1. Contrary to the impression Edgerton gives of McNeill, he elaborates the military-industrial complex phenomenon in late nineteenth century Britain, and draws comparisons with the United States in this respect, even using that exact terminology less associated with Britain. Indeed, a section of Chapter Eight--Military-Industrial Interaction 1884-1914--in McNeill's book is actually headed "Emergence of the Military-Industrial Complex in Britain," and makes it very clear that the armed forces were not merely passive consumers of civilian technology. (The thesis of McNeill's book is actually that in the industrial age the center of gravity moved back from the marketplace to a "command economy," in warfare as elsewhere.)

McNeill's account of the rise of the naval-industrial complex in Britain in the aforementioned section identifies bureaucratic in-fighting as a key factor, as with the role of John Fisher, and notes that it was his object to use market competition to stimulate the activity of the Navy's own, state supplier.
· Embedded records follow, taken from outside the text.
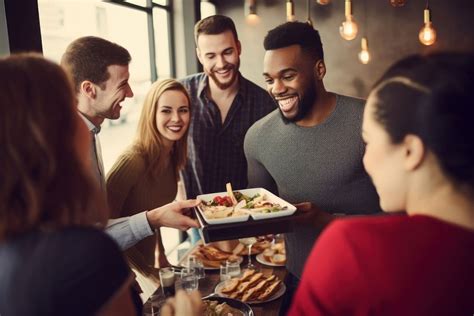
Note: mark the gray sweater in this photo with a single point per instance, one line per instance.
(320, 164)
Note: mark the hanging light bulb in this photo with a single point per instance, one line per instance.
(397, 3)
(251, 16)
(290, 11)
(364, 55)
(427, 33)
(308, 12)
(348, 29)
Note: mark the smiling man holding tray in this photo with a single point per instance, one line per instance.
(310, 149)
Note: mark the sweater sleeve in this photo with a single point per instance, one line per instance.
(258, 176)
(333, 281)
(121, 179)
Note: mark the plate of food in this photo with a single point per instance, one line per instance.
(252, 288)
(274, 256)
(216, 305)
(237, 206)
(211, 257)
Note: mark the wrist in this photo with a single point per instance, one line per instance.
(154, 218)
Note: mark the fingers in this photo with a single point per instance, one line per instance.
(188, 203)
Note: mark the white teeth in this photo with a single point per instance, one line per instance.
(175, 128)
(288, 103)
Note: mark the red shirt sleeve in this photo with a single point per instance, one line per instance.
(333, 278)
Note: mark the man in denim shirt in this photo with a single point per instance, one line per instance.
(224, 106)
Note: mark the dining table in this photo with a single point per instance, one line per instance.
(208, 284)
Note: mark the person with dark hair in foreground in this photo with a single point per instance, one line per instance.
(419, 133)
(419, 153)
(54, 257)
(310, 149)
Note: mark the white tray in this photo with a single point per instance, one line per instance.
(256, 216)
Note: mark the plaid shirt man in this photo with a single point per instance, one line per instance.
(215, 149)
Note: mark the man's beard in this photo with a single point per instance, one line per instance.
(225, 85)
(304, 106)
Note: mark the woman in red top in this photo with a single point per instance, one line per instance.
(420, 152)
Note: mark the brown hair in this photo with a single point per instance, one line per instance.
(87, 58)
(214, 24)
(149, 141)
(44, 184)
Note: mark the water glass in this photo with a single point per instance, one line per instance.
(189, 279)
(198, 266)
(223, 272)
(167, 281)
(233, 268)
(152, 306)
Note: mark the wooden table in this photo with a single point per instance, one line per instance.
(207, 285)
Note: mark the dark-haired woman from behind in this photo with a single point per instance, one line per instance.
(54, 258)
(420, 155)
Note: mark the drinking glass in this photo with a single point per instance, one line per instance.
(167, 281)
(197, 265)
(233, 268)
(249, 241)
(152, 306)
(189, 279)
(223, 272)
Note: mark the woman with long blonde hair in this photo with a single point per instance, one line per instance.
(146, 175)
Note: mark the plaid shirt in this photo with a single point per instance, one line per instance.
(215, 149)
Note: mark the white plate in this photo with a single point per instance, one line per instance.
(256, 216)
(260, 258)
(276, 295)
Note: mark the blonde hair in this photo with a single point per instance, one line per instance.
(149, 141)
(44, 183)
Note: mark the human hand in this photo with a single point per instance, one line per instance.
(312, 215)
(183, 304)
(171, 215)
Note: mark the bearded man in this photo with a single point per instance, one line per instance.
(224, 106)
(310, 149)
Additionally, while this failed, the Navy became an increasing driver of "deliberate" invention, as
Navy technicians set out to specify the desirable performance characteristics for a new gun, or ship, and, in effect, challenged engineers to come up with appropriate designs . . . Within limits, tactical and strategic planning began to shape warships instead of the other way around. Above all, Admiralty officials ceased to set brakes on innovation by sitting in judgment on novelties proposed by the trade (279). And all this, of course, led to "military technology . . . constitut[ing] the leading edge of British (and world) engineering and technological development" (284).
The page numbers I cite here are from the 1984 University of Chicago Press 1st edition.